Being smart about credit card debt could save the average Australian household approximately $1,500 a year. So how can you make these savings? Read on for tips on how to keep on top of debt and grow your savings.
The Debt Dilemma – Minimum Repayments
Let’s say you owe $5,000 on your credit cards and at an interest rate of 18%. The credit card companies might ask you to make a minimum payment of $150 a month. If you continue to make the minimum payment alone, you could get yourself into years of debt.
Transforming debt into savings
By relying on credit cards, some people throw away tens of thousands of dollars over decades. This credit card debt presents an opportunity for significant savings.
When you eliminate credit card debt, this money will be freed up money to be spent on anything from luxury to investment. A simple way to earn 18% or better is to get rid of credit card debts as soon as possible.

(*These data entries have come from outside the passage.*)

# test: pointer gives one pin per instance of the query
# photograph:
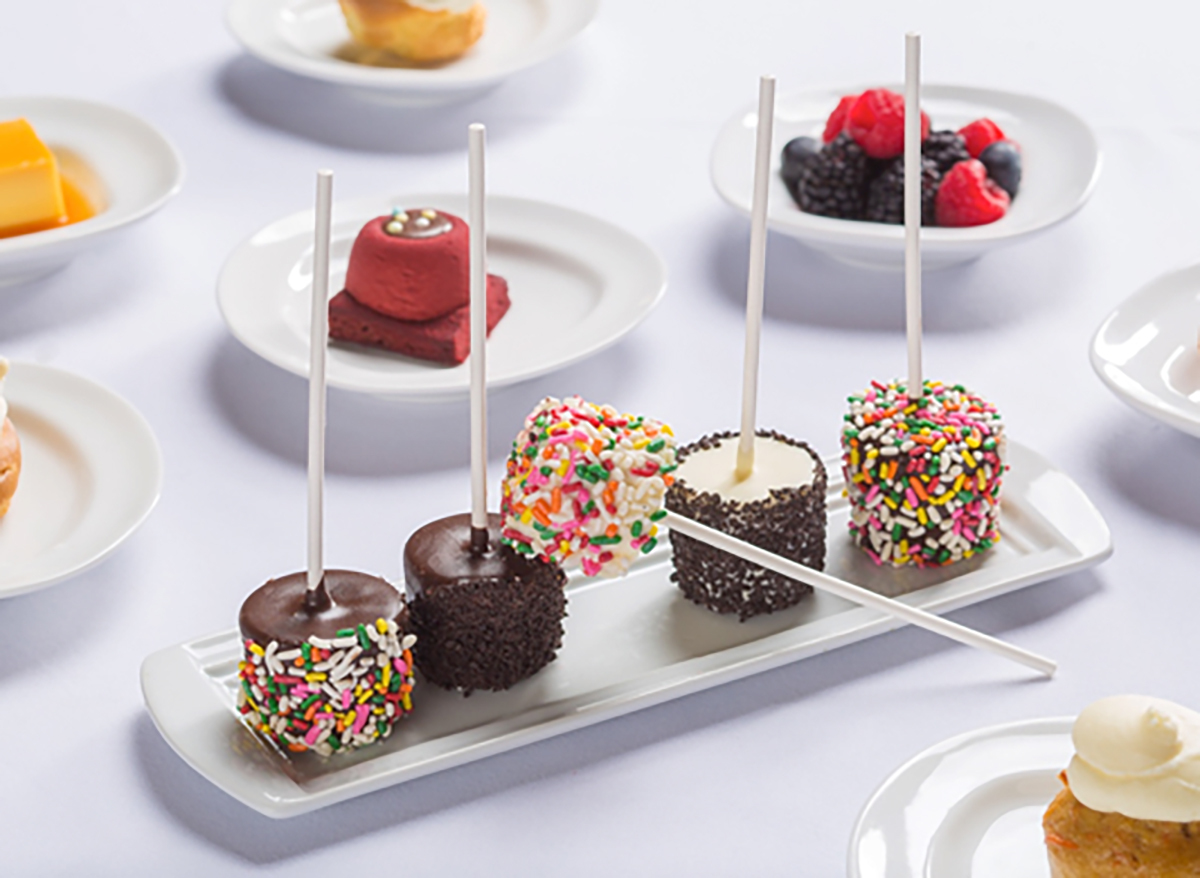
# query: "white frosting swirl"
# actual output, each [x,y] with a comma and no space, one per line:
[455,6]
[4,403]
[1138,756]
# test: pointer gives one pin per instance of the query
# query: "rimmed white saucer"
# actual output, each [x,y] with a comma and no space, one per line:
[130,160]
[967,807]
[577,284]
[1146,349]
[1061,166]
[310,37]
[91,473]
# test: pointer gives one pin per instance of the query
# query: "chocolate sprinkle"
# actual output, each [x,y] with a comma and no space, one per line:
[791,523]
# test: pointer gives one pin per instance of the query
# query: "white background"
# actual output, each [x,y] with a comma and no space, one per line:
[761,777]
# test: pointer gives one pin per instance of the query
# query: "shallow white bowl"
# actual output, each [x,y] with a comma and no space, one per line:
[306,36]
[1061,166]
[1146,349]
[91,473]
[577,284]
[137,167]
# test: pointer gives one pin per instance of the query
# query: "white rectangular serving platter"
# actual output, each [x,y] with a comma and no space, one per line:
[630,643]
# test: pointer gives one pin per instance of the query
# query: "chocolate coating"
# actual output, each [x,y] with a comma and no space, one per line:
[277,611]
[483,620]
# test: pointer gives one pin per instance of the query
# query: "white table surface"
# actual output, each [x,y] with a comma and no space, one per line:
[761,777]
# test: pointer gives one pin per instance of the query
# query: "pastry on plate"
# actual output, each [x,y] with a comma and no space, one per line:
[1131,800]
[418,30]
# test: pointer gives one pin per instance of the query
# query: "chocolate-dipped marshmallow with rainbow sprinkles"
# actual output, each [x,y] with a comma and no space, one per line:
[325,661]
[923,470]
[587,482]
[923,475]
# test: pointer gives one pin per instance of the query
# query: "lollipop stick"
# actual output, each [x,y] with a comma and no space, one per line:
[757,276]
[477,221]
[912,175]
[318,342]
[858,595]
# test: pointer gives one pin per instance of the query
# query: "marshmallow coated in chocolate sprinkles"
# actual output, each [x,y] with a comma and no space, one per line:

How to Face Credit Card Debt Head On
The best way to start is to set goals for yourself. Develop a realistic plan to eliminate the debt as soon as possible. Keep track of what you are spending money on to help identify unnecessary spending.
Also avoid new debts that will add on to the existing ones. Put cards away for a while and try to pay for daily purchases in cash.

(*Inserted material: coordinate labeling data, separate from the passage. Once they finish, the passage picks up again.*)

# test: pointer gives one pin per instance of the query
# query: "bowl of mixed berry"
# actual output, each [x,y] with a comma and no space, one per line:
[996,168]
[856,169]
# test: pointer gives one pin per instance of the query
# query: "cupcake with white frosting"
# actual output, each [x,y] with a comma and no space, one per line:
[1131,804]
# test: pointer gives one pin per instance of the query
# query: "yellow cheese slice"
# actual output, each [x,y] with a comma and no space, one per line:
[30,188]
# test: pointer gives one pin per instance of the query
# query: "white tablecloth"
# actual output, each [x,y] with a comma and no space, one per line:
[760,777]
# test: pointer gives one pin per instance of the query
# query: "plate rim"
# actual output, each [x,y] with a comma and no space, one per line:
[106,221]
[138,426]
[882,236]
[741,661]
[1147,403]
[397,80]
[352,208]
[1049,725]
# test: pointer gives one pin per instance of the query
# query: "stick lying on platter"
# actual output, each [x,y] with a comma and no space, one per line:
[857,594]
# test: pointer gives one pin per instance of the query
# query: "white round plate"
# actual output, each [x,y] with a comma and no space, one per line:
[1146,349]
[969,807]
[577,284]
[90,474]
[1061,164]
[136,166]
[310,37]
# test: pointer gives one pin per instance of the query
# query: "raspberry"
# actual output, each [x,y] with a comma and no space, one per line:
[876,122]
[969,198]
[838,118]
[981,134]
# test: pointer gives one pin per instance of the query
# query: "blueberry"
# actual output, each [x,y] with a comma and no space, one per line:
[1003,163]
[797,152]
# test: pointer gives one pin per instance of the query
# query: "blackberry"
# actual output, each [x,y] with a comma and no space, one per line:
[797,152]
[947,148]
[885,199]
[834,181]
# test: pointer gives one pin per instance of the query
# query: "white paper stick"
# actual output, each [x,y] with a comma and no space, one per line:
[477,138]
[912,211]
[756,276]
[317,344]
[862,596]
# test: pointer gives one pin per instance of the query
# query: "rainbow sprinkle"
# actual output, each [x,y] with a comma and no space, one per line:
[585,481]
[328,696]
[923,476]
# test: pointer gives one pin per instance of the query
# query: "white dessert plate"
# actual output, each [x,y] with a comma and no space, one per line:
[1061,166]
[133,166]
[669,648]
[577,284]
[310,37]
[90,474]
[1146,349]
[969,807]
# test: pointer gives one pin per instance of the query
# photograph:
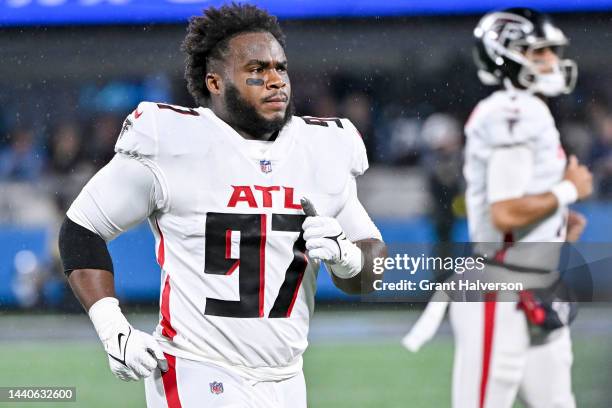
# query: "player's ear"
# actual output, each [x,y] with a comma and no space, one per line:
[214,83]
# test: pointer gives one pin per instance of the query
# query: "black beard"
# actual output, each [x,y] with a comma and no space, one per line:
[244,116]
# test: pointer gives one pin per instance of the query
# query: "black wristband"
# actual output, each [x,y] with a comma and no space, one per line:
[82,249]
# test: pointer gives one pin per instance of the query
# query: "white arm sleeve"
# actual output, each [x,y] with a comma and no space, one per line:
[354,219]
[509,171]
[119,196]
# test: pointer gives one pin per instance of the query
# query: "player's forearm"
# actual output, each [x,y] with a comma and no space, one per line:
[87,263]
[91,285]
[363,282]
[519,212]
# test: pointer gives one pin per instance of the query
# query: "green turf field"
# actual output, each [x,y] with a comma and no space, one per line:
[363,374]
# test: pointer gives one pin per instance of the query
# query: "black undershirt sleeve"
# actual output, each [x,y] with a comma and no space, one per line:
[82,249]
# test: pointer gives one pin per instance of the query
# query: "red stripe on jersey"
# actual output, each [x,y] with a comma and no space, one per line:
[161,250]
[228,244]
[233,268]
[169,381]
[297,287]
[262,264]
[167,329]
[489,326]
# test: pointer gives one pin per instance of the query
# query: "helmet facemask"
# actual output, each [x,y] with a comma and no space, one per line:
[560,80]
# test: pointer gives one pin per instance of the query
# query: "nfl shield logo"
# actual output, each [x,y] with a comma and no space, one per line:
[265,165]
[216,387]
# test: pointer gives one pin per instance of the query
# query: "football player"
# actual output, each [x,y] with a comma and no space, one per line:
[245,201]
[519,186]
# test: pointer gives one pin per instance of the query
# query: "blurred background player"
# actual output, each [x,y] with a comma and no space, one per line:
[519,186]
[221,187]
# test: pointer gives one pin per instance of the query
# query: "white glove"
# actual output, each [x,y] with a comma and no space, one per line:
[132,354]
[326,241]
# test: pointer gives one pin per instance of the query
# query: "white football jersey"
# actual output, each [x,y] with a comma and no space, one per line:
[513,118]
[237,289]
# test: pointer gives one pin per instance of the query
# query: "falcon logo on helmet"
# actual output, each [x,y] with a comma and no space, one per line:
[503,41]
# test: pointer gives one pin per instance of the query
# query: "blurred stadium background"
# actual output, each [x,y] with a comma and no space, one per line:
[70,71]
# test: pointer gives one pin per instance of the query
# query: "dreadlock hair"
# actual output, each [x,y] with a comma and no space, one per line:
[208,38]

How do you know when you have a problem?
The average person shouldn’t be paying more than 10% of net take-home pay on credit card and other consumer debt. If you’re paying more than that, it may be time to control your debt.
Saving $1,500 a year in credit card interest may not seem like much, but over the long term, it adds up; over 30 years, it can get up to $45,000 in interest savings.
Conclusion
For most individuals, a savings of $45,000 over 30 years could make a big difference. Think of the opportunities for productive use for that money! For those with a credit card debt problem, eliminating it could be the best chance over the course of 30 years to build up savings and investments. Being smart about credit card debt is one foolproof way to increase wealth over the long run.